Working Through a Pet Peeve

Posted on Sunday, January 16, 2011 by Alex R. Cronk-Young


I guess it's become one of my pet peeves to get a little annoyed when I see tweets about people being annoyed by kids in public areas. One of my good Twitter buddies sent out a couple tweets like that the other day and I gave him some shit for it. As it turns out, that shit was completely undeserved. We talked about it at length later and it made me really start to think about why that kind of stuff bothers me.

Obviously I was thrown into parenting with no real experience. Pretty much everyone is. An all of those cliche lines like about there not being manuals to being a good parent are completely true. Even though I love doing it, it always brings me close to pulling out my hair on a regular basis, because honestly, I have no clue what I'm doing.

Often I try everything in my power to stop certain behaviors, and it all fails miserably. Emmy has a bad habit of pummeling her cousins when they are mean to her, take away her toy, or in any way annoy her. For the longest time we tried absolutely everything to get her to stop when she hit one of them. Time outs didn't seem to even phase her, nor the corresponding long talk we gave her and the apology/hug she had to give. She would look right up at you and tell you everything you wanted to hear, and then the next time a situation arose her cousin would get another beatdown despite everything.

I would run through horror scenarios in my head about when she starts going to school. She'd likely pound on the first kid that looked at her funny and we'd get a call home. When it kept happening, things would escalate and before you knew it she'd be thrown out of school for the rest of her life at the tender age of five years old.
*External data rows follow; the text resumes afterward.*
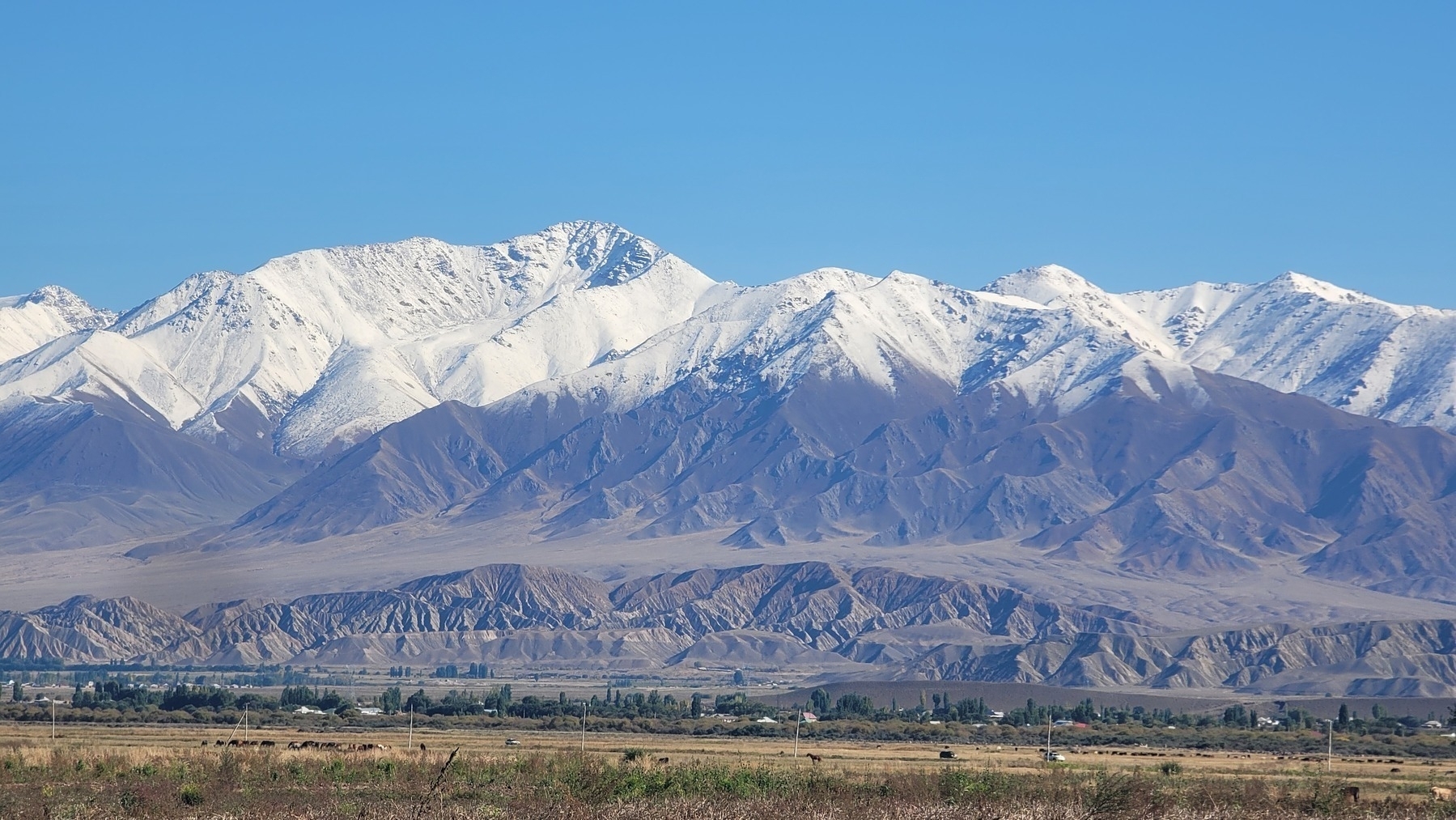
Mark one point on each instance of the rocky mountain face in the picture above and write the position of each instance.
(1142, 477)
(874, 621)
(583, 386)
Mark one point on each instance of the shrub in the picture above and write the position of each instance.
(189, 794)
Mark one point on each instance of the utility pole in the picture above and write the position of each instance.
(796, 724)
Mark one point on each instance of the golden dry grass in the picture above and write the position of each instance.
(79, 774)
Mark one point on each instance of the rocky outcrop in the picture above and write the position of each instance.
(869, 622)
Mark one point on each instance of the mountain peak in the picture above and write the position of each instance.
(1044, 284)
(1302, 283)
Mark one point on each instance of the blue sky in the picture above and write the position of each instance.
(1139, 145)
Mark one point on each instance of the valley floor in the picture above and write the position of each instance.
(180, 772)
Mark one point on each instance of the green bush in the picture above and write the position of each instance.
(189, 794)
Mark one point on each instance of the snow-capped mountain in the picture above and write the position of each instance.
(318, 350)
(1295, 334)
(51, 312)
(621, 380)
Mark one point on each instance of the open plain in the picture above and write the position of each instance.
(107, 771)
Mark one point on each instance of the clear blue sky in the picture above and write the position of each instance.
(1140, 145)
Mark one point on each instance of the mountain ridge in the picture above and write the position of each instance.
(809, 616)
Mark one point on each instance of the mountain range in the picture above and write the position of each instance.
(583, 393)
(876, 622)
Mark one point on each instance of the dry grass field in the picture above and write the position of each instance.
(104, 771)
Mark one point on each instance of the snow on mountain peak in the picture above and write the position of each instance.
(1299, 283)
(324, 347)
(43, 315)
(1044, 284)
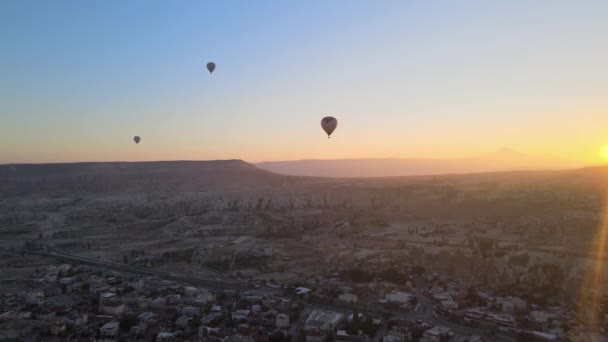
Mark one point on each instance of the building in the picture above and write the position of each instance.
(398, 297)
(348, 298)
(302, 290)
(190, 291)
(322, 320)
(240, 314)
(190, 311)
(449, 305)
(282, 321)
(399, 333)
(436, 334)
(109, 329)
(112, 308)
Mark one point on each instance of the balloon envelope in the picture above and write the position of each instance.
(329, 124)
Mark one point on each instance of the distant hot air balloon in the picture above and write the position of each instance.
(211, 67)
(329, 124)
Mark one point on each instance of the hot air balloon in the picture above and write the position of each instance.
(329, 124)
(211, 67)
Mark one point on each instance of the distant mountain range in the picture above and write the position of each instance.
(502, 160)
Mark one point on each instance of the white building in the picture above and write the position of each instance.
(109, 329)
(435, 334)
(449, 304)
(112, 308)
(302, 290)
(398, 297)
(322, 320)
(348, 298)
(190, 291)
(282, 321)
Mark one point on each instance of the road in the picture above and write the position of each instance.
(207, 283)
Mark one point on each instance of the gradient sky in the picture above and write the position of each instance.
(404, 78)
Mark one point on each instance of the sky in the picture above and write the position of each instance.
(436, 79)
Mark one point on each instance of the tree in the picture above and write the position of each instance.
(301, 336)
(127, 321)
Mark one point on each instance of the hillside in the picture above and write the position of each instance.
(135, 176)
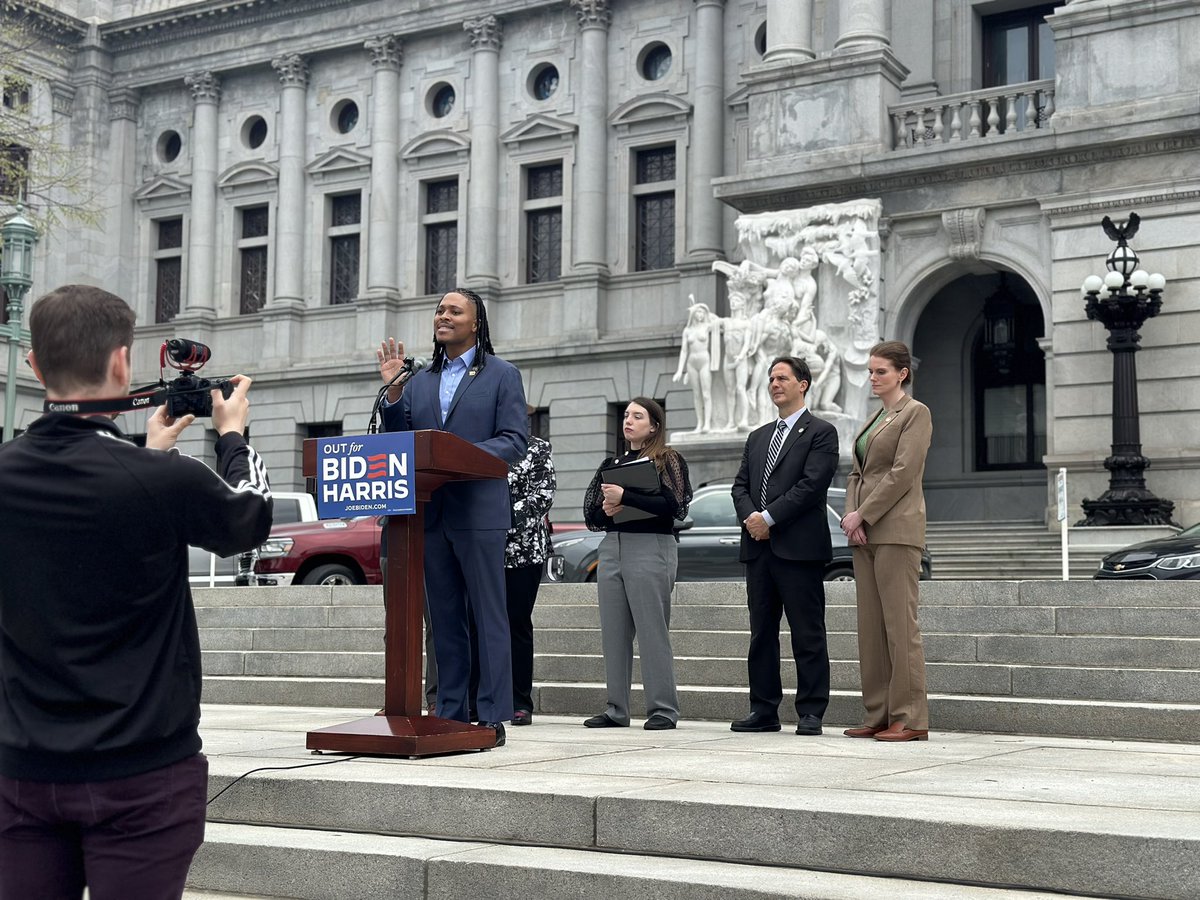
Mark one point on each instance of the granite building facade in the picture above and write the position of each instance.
(292, 181)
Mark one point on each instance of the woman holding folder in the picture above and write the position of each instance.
(636, 498)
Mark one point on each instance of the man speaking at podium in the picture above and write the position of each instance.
(474, 394)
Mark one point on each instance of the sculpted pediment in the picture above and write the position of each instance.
(340, 161)
(249, 174)
(649, 107)
(435, 143)
(538, 127)
(163, 187)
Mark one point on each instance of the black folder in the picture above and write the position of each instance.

Yeah, I doubt it would ever play out that way, but I'm trying to say that I was worried. Eventually we decided to adopt a chart system. She has several things that she needs to do throughout the day (like keeping her hands to herself), and if she does them she gets a smiley face for that activity. At the end of the week we count up her smiley faces and if she has enough of them then she gets a reward. This process has proved much more effective.


But it took a long time to come to that solution, and it still isn't a full proof method. Nothing ever is. We haven't experienced any epic temper tantrums in a grocery store, but honestly I'm not sure what I would do if we did. Maybe we never will because when she threw even a tiny fit over being told no we just moved on and didn't give in. Still, who knows if we'll have to face down something like that in public.

Sometimes you just go numb. You watch your kid doing something they shouldn't be doing and you just can't bring yourself to try to stop it this time when you've failed countless times before. I got that way a lot when she was hitting her cousins. After trying incessantly to get her to stop, I'd watch her cousin pick up a toy, Emmy stand up, chase her down, smack her, and take it away; and I'd do nothing. It was defeat. I'd tried what I thought was every possible solution and nothing worked, and I couldn't stand to try doing the same things over again when I knew it wouldn't change a thing.

Maybe that makes me a bad parent, but I suspect every parent has come to that point on more than one occasion. So when I see a tweet along the lines of, "Kid behind me on the bus is screaming his head off and kicking my seat. Parents aren't doing a damn thing!" I guess I sympathize a little bit. Maybe they aren't doing a damn thing because they just don't care, but in my mind I see that haze of defeat. I wonder if that is one of their moments of despair, when inside they are mortified, but outside they just can't bring themselves to try in futility one more time.

They just want that bus ride to end as badly as you do so they can get behind the safety of their home's walls, where no one can judge them for having an unruly child that they don't know how to control. They'll probably wake up the next day feeling a thousand times better, and maybe by the end of the month they'll have discovered a way to stop the behavior, but you saw them when they were at their worst.

Clearly this is probably not the case in a majority of these types of situations, but it's what I think of. I guess just as some people jump to judge people for being bad parents, I jump to assume that people are trying their best. I definitely need to stop letting it bug me when I have absolutely no idea for sure what the situation is like, but it's hard to not let my own feelings of desperation transfer over to those other parents whom I've never even met. I suppose it's nice that I assume the best in people, at least, but unless I'm experiencing it myself I really can't make any judgement calls.